Figure 4ROC curve analysis results of the three models. (A) ROC curve of Radiological model in training set (average AUC = 0.889). (B) ROC curve of Radiological mode in validation set (average AUC = 0.758). (C) ROC curve of Radiomics mode in training set (average AUC = 0.919). (D) ROC curve of the Radiomics model in the validation set (average AUC = 0.884). (E) ROC curve of the R-R model in the training set (average AUC = 0.932). (F) ROC curve of the R-R model in the validation set (average AUC = 0.88).
Predictive performance of Radiological, Radiomics and R-R model.
| AUC | Sensitivity | Specificity | Accuracy | |
|---|---|---|---|---|
| Development | ||||
| Radiological model | 0.867 | 77.8% | 76.1% | 76.5% |
| Radiomics model | 0.911 | 85.3% | 83.1% | 83.6% |
| R-R model | 0.923 | 87.0% | 83.4% | 84.2% |
| Validation | ||||
| Radiological model | 0.852 | 73.8% | 75.1% | 74.9% |
| Radiomics model | 0.908 | 85.1% | 82.2% | 82.8% |
| R-R model | 0.920 | 87.5% | 83.3% | 84.2% |
Delong test results of Radiological model, Radiomics model and R-R model.
| Z | SE | 95%CI | p | |
|---|---|---|---|---|
| Development | ||||
| R-R model VS Radiological model | 6.029 | 0.00891 | 0.0362 - 0.0711 | P < 0.0001 |
| R-R model VS Radiomics model | 4.509 | 0.00252 | 0.00641 - 0.0163 | P < 0.0001 |
| Radiomics model VS Radiological model | 4.075 | 0.0104 | 0.0220 - 0.0627 | P < 0.0001 |
| Validation | ||||
| R-R model VS Radiological model | 3.415 | 0.0194 | 0.0283 - 0.104 | P = 0.0006 |
| R-R model VS Radiomics model | 2.162 | 0.0054 | 0.00109 - 0.0223 | P = 0.0307 |
| Radiomics model VS Radiological model | 2.416 | 0.0226 | 0.0103 - 0.0991 | P = 0.0157 |
Figure 5Nomograms of the R-R model. (A-E) Fold 1-5 nomograms for the R-R model in the training set. To evaluate the probability of HGP, on each feature axis, a line perpendicular to the point axis was drawn to generate a corresponding point for each feature; the sum of all the points of all features was obtained and then marked on the total score axis, generating a line perpendicular to the risk axis.

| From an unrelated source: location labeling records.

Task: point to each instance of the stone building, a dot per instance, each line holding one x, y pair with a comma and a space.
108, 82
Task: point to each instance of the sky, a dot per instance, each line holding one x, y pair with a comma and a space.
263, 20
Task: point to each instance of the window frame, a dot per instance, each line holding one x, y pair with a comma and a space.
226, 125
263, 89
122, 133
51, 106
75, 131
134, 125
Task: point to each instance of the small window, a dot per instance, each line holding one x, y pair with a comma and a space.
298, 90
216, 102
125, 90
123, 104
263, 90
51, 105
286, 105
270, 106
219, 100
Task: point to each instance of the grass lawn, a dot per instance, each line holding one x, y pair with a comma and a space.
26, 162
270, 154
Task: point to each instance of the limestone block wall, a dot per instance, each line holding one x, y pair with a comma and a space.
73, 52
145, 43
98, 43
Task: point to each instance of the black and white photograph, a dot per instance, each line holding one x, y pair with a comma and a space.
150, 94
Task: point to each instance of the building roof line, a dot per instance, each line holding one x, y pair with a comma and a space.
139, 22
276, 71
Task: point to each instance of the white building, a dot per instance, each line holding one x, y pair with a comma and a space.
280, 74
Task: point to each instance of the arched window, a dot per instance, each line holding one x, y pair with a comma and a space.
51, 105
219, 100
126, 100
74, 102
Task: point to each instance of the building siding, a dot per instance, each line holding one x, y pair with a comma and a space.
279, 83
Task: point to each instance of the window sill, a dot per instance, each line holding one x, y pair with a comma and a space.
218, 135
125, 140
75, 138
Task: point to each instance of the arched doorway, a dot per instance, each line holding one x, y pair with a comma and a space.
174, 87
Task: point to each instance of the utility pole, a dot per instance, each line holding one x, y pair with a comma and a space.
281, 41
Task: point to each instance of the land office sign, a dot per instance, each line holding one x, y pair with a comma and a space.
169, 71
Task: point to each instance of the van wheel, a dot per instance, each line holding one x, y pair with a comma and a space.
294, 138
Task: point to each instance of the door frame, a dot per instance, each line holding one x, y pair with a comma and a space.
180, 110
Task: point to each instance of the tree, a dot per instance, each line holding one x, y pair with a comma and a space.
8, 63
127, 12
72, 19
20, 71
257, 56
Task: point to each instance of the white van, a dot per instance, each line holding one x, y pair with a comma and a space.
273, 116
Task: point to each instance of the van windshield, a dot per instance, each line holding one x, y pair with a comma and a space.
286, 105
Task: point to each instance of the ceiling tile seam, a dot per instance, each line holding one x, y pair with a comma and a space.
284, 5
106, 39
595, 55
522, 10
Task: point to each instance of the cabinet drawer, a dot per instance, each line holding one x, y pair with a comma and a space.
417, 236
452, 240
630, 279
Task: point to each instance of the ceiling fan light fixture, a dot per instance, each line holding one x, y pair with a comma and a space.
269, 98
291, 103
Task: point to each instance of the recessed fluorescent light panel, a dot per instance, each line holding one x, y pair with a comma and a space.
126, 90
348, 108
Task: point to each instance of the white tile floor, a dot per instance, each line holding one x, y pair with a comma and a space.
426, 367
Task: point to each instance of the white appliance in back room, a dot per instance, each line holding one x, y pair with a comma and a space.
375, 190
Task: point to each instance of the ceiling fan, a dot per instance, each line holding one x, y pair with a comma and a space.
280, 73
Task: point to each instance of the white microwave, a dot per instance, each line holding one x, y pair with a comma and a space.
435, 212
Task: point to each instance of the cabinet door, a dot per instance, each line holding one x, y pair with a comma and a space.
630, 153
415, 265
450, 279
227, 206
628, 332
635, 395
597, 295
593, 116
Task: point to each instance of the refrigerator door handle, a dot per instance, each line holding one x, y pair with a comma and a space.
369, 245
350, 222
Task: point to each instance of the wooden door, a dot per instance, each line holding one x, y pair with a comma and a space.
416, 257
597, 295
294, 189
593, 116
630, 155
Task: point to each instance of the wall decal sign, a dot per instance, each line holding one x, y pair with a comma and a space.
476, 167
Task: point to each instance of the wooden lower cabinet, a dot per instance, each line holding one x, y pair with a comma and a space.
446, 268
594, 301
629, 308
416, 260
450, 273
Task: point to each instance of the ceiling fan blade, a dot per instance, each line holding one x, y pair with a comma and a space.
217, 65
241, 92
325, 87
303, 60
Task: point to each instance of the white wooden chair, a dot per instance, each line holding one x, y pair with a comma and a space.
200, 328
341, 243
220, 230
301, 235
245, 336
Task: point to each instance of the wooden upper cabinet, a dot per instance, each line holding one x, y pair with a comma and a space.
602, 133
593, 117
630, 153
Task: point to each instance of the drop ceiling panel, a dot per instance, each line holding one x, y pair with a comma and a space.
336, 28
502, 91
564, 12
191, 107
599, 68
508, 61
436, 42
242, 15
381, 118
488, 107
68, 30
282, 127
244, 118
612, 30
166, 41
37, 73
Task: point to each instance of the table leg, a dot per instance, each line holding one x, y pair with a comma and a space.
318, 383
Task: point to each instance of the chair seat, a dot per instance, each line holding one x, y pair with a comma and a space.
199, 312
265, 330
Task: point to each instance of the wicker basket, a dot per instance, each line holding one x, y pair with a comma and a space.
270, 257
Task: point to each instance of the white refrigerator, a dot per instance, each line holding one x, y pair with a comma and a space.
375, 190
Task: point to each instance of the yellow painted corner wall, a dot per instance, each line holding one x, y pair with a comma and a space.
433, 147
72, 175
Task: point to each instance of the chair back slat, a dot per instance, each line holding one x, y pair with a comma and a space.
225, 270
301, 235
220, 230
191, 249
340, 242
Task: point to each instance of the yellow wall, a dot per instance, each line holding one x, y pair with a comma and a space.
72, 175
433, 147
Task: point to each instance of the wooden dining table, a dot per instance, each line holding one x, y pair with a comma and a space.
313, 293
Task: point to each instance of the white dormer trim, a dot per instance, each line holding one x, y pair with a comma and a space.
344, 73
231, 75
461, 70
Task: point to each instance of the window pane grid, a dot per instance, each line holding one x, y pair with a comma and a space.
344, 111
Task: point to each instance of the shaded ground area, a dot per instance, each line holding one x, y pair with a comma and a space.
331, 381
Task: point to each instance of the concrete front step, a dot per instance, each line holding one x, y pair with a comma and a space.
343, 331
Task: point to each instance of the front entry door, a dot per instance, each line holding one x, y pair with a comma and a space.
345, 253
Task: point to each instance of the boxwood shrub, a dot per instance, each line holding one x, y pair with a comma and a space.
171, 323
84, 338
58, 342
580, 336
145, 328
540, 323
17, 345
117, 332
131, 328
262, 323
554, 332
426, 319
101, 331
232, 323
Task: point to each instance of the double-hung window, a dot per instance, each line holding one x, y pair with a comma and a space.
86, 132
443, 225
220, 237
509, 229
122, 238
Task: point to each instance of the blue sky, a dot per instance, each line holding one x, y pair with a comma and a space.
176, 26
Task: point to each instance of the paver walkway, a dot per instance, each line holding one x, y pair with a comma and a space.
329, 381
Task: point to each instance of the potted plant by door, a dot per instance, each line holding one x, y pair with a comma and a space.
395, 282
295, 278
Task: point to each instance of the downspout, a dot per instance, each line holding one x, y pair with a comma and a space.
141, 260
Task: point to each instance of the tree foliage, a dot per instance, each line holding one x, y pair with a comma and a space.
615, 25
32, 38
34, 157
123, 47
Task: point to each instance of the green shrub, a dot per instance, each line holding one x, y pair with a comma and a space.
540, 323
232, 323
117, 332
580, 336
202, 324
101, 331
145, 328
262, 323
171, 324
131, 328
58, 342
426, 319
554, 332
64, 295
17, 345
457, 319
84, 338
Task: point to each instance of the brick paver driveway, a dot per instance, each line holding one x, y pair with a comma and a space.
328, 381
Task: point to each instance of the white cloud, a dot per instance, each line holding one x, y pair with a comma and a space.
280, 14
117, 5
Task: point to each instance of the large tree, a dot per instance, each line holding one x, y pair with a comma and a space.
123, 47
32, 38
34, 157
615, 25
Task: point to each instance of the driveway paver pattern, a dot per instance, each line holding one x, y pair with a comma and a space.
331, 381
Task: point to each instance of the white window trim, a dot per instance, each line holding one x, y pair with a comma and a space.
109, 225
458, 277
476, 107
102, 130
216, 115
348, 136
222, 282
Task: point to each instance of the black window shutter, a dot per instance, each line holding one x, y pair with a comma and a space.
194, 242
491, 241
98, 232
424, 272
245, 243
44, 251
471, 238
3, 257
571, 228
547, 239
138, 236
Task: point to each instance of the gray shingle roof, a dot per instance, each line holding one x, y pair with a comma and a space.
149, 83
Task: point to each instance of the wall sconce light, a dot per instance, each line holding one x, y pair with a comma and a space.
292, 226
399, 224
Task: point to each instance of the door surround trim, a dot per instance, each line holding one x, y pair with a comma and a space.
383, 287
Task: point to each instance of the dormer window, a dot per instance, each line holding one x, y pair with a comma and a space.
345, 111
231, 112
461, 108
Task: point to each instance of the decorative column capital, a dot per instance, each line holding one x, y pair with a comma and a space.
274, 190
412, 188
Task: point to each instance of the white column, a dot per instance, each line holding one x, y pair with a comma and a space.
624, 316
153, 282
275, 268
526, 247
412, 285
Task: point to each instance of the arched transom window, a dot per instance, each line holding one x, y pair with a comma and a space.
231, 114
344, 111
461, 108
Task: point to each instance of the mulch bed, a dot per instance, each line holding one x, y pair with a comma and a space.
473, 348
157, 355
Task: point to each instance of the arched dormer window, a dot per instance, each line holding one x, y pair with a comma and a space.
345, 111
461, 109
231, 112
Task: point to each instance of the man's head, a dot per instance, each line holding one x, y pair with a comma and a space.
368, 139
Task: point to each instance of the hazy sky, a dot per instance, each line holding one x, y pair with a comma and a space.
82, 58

Figure 6Calibration and decision curves of the R-R model. (A) The calibration curve of the R-R model in the training set. (B) The calibration curve of the R-R model in the validation set. The fitness of the predicted probabilities of the R-R model to the actual results of the HGP was assessed. The x-axis represents the probability of HGP calculated using the R-R model, while the y-axis represents the actual probability of HGP. The diagonal line represents ideal estimates of the ideal model. (C) The decision curve of the R-R model in the training set. (D) The decision curve of the R-R model in the validation set. The x-axis represents the threshold probability and the y-axis represents net income.